About to Fall

by Drenagon



Series: Lessons Well Learnt [18]
Category: The Hobbit (Jackson Movies), The Hobbit - All Media Types, The Hobbit - J. R. R. Tolkien, The Lord of the Rings (Movies), The Lord of the Rings - All Media Types, The Lord of the Rings - J. R. R. Tolkien
Genre: Complete, Gen, One Shot
Language: English
Status: Completed
Published: 2017-06-05
Updated: 2017-06-05
Packaged: 2018-11-09 07:54:52
Rating: Not Rated
Warnings: No Archive Warnings Apply
Chapters: 1
Words: 1,622
Publisher: archiveofourown.org
Story URL: https://archiveofourown.org/works/11100234
Author URL: https://archiveofourown.org/users/Drenagon/pseuds/Drenagon
Summary: Erebor would never allow Bilbo to come to any harm.





	About to Fall

**Author's Note:**

  * For [ISeeFire](https://archiveofourown.org/users/ISeeFire/gifts).



> Unless I'm asked for any further scenes by readers, this will probably be the last one-shot in this series. It was written for ISeeFire when she was having a truly terrible day, and needed fluff to cheer her up.

About to Fall

‘It’s not suddenly going to grow a handrail because you glared so ferociously at it, bâhuh,’ Thorin commented wryly as he approached Bilbo’s stationary form. He had been watching Bilbo for some minutes, trying to decide why on earth his old friend was standing absolutely still at one end of the main walkway towards the throne.

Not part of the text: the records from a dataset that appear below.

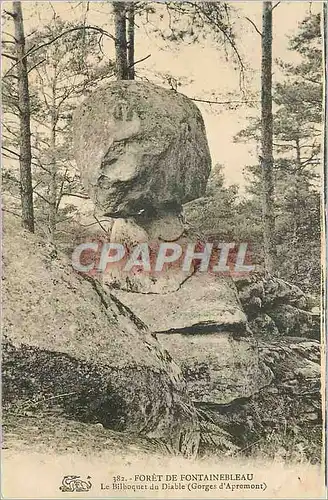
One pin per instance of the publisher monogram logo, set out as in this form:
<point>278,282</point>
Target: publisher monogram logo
<point>75,483</point>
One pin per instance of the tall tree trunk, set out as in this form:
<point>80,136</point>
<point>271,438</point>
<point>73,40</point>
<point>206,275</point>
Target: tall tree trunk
<point>267,139</point>
<point>25,158</point>
<point>131,41</point>
<point>120,41</point>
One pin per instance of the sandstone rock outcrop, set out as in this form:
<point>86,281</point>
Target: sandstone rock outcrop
<point>275,306</point>
<point>68,343</point>
<point>236,341</point>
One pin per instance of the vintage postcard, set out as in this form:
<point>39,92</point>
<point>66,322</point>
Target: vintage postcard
<point>163,243</point>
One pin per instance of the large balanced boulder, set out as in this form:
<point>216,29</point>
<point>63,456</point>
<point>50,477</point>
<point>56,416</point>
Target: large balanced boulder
<point>203,302</point>
<point>140,147</point>
<point>68,343</point>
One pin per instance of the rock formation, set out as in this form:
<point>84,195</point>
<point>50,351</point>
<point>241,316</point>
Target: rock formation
<point>143,153</point>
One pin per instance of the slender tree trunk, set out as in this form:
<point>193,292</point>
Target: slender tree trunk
<point>53,168</point>
<point>131,41</point>
<point>25,158</point>
<point>120,42</point>
<point>267,139</point>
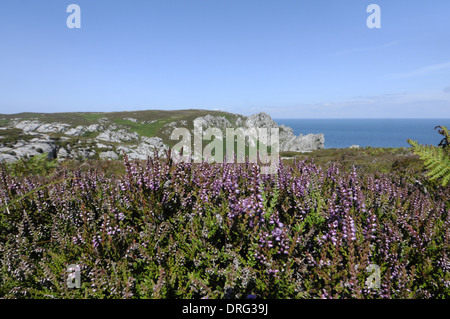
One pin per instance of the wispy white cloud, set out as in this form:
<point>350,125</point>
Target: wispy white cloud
<point>427,70</point>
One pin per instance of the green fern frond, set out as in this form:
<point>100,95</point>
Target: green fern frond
<point>436,161</point>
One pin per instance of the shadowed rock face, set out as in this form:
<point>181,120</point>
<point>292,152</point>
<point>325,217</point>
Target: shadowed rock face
<point>108,140</point>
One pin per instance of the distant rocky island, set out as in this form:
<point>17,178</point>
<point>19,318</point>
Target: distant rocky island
<point>138,134</point>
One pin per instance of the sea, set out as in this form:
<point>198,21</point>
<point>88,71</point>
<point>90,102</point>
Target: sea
<point>343,133</point>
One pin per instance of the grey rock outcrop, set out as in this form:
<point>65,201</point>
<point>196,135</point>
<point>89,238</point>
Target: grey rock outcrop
<point>118,136</point>
<point>111,140</point>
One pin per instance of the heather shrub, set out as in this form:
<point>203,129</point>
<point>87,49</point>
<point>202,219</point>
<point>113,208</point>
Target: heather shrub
<point>161,230</point>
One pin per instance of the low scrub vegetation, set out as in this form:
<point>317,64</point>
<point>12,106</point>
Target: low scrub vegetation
<point>158,230</point>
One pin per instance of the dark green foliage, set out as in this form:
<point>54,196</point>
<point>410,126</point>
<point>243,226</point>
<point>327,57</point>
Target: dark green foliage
<point>436,159</point>
<point>159,230</point>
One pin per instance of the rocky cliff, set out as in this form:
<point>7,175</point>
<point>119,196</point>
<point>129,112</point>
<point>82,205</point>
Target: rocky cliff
<point>138,134</point>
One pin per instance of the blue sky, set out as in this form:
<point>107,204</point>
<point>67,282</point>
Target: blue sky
<point>289,58</point>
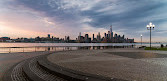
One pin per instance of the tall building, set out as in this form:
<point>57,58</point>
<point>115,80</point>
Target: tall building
<point>48,35</point>
<point>93,36</point>
<point>111,28</point>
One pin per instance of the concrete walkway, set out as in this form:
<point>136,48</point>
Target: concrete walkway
<point>128,64</point>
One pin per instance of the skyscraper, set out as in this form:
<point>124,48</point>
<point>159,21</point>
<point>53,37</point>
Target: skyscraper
<point>93,36</point>
<point>48,35</point>
<point>111,28</point>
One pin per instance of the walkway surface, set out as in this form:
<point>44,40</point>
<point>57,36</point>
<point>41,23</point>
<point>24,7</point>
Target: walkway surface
<point>7,60</point>
<point>128,64</point>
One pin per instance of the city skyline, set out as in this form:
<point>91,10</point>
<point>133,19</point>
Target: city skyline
<point>31,18</point>
<point>108,37</point>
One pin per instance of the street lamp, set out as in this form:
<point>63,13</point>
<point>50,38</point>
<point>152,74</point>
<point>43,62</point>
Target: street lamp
<point>141,39</point>
<point>150,27</point>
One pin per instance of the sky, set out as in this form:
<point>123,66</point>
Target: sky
<point>60,18</point>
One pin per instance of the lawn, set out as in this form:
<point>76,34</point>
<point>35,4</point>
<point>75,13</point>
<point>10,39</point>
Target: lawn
<point>153,48</point>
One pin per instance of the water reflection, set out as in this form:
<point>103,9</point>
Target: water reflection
<point>51,48</point>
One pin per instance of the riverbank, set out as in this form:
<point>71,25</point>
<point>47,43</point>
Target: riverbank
<point>122,63</point>
<point>7,60</point>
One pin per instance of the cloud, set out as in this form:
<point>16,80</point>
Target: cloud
<point>128,17</point>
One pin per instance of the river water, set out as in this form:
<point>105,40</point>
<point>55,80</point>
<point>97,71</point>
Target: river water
<point>32,47</point>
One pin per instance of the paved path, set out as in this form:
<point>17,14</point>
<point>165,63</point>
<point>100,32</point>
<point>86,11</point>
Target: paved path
<point>10,59</point>
<point>128,64</point>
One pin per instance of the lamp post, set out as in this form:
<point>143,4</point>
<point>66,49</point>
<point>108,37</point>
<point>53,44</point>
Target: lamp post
<point>150,27</point>
<point>141,39</point>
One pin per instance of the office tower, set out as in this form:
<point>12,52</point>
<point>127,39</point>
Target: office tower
<point>111,28</point>
<point>99,37</point>
<point>48,35</point>
<point>109,34</point>
<point>105,35</point>
<point>80,34</point>
<point>93,36</point>
<point>86,36</point>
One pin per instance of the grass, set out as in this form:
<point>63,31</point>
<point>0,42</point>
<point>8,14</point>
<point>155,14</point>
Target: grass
<point>153,48</point>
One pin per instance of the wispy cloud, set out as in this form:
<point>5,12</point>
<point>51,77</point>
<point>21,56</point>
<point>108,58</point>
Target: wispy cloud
<point>72,16</point>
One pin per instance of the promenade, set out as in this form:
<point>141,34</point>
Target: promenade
<point>127,63</point>
<point>116,64</point>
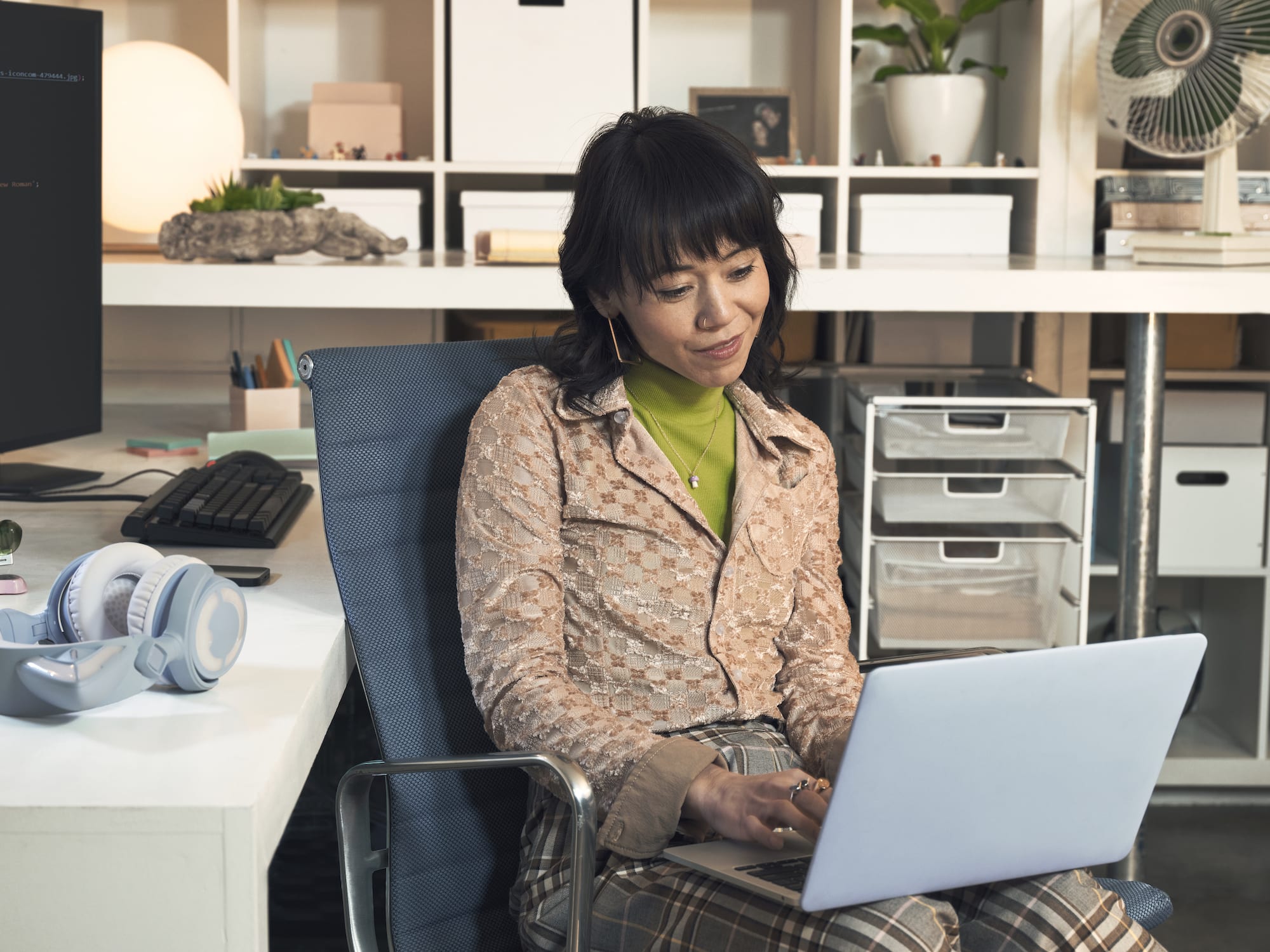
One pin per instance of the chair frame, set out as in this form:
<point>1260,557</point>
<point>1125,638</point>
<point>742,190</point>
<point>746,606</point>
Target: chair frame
<point>360,861</point>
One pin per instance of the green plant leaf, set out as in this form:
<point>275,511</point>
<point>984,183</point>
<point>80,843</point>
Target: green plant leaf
<point>937,36</point>
<point>921,11</point>
<point>895,35</point>
<point>977,8</point>
<point>885,72</point>
<point>999,72</point>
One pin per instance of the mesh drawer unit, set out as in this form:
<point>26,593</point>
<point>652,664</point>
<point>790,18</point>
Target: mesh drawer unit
<point>970,492</point>
<point>968,515</point>
<point>962,420</point>
<point>965,593</point>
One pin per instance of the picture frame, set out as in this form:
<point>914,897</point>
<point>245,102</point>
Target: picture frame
<point>763,117</point>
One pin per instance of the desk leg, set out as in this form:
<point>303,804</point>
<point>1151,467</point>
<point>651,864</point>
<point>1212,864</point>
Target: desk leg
<point>1140,493</point>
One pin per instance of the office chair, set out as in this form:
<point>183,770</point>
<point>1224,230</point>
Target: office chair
<point>392,426</point>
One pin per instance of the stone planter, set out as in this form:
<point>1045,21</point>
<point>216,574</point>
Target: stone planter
<point>260,237</point>
<point>935,115</point>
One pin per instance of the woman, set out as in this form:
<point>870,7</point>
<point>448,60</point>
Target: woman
<point>647,555</point>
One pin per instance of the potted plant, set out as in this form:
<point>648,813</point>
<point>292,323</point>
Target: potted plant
<point>930,109</point>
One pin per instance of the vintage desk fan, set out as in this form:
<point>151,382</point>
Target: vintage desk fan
<point>1189,78</point>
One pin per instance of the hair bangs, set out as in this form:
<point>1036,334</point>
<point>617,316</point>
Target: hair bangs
<point>695,215</point>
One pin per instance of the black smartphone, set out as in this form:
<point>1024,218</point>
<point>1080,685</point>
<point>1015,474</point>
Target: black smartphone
<point>244,576</point>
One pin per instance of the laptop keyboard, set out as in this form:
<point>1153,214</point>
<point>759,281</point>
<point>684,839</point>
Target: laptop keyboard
<point>788,874</point>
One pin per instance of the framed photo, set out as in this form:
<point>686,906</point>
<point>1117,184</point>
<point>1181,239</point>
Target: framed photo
<point>763,119</point>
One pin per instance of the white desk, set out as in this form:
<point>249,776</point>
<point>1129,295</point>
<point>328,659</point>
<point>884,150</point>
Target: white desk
<point>150,824</point>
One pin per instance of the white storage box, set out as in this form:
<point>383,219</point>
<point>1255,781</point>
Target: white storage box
<point>531,83</point>
<point>523,211</point>
<point>802,215</point>
<point>1212,506</point>
<point>549,211</point>
<point>930,225</point>
<point>394,211</point>
<point>1203,417</point>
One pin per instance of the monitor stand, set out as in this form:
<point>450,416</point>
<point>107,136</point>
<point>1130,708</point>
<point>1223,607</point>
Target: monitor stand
<point>39,478</point>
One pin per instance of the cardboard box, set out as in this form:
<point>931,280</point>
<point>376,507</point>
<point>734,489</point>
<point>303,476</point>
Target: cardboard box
<point>356,115</point>
<point>1203,417</point>
<point>265,408</point>
<point>1193,342</point>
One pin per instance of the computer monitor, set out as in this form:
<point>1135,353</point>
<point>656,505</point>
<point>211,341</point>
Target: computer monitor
<point>50,235</point>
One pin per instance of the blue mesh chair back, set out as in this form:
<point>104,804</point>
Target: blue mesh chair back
<point>392,426</point>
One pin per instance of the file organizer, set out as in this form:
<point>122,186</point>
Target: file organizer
<point>967,515</point>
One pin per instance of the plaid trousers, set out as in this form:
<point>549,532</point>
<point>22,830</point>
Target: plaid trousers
<point>655,904</point>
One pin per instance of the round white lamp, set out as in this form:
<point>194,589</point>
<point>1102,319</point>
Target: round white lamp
<point>171,129</point>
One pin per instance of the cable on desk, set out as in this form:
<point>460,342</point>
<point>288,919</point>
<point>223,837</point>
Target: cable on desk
<point>77,494</point>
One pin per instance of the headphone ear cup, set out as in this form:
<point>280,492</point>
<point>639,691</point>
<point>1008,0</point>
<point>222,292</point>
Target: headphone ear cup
<point>209,615</point>
<point>101,591</point>
<point>149,595</point>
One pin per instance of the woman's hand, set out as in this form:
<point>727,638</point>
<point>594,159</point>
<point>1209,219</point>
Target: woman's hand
<point>749,808</point>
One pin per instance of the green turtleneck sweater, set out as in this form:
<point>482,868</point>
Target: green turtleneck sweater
<point>688,413</point>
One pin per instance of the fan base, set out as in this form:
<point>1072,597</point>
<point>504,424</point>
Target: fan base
<point>1211,251</point>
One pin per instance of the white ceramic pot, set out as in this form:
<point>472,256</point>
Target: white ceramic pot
<point>935,115</point>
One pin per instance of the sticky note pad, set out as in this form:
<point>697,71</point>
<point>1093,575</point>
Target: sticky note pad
<point>154,451</point>
<point>166,442</point>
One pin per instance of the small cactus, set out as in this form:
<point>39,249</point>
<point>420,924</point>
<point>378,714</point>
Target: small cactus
<point>11,536</point>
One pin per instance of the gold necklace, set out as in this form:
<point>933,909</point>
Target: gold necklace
<point>694,480</point>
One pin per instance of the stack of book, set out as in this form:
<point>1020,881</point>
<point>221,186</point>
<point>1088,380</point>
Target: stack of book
<point>1141,202</point>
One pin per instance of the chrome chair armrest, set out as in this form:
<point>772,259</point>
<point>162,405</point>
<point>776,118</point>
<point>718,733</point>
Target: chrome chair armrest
<point>359,863</point>
<point>866,667</point>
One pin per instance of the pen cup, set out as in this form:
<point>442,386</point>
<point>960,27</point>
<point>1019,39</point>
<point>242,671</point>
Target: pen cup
<point>265,409</point>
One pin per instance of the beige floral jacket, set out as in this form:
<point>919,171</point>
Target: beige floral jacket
<point>600,610</point>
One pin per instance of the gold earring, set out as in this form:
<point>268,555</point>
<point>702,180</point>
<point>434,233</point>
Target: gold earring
<point>617,350</point>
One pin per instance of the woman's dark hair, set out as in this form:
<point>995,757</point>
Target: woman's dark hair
<point>655,187</point>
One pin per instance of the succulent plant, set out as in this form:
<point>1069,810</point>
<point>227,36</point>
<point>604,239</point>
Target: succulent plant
<point>11,536</point>
<point>231,196</point>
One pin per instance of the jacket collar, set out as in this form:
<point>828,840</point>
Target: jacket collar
<point>763,421</point>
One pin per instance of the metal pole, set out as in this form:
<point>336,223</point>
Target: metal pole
<point>1140,493</point>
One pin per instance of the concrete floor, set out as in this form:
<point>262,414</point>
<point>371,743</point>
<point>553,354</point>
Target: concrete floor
<point>1215,864</point>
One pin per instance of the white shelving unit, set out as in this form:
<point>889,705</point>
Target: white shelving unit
<point>1046,114</point>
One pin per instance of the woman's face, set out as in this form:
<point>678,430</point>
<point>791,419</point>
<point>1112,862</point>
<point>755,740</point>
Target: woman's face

At first, he’d thought that perhaps Bilbo was viewing some of the names carved along the side of the path. Each of the Company tended to do this from time to time, to take a few spare moments from their day for remembrance. As Bifur had once told Thorin solemnly, ‘If we can’t take the time to think of them, after facing the evil that killed them and nearly dying ourselves, then how can we expect people who’ve never even seen Smaug to appreciate their loss.’

That explanation would perhaps have worked better if Bilbo had been looking at the path itself. Instead, his gaze had seemed to be fixated on the very edge of the walkway, almost as if he was contemplating the great chasm beyond.

Well, ‘great chasm’ if you happened to be a small hobbit with an occasional penchant for melodrama. In Thorin’s personal opinion, it was a small drop with plenty of other walkways below it to interrupt the empty space, at the edge of a _very_ wide path which was perfectly designed to make sure no one fell off the edge.

Bilbo and he never had agreed on this topic.

And if they hadn’t by now, nearly thirty years into their friendship and after facing two near-fatal quests together, in all likelihood they never would.

Even so, Thorin had to laugh at the realisation that Bilbo was, once again, mentally condemning dwarven architecture during a quiet moment.

Who said that hobbits could not hold grudges?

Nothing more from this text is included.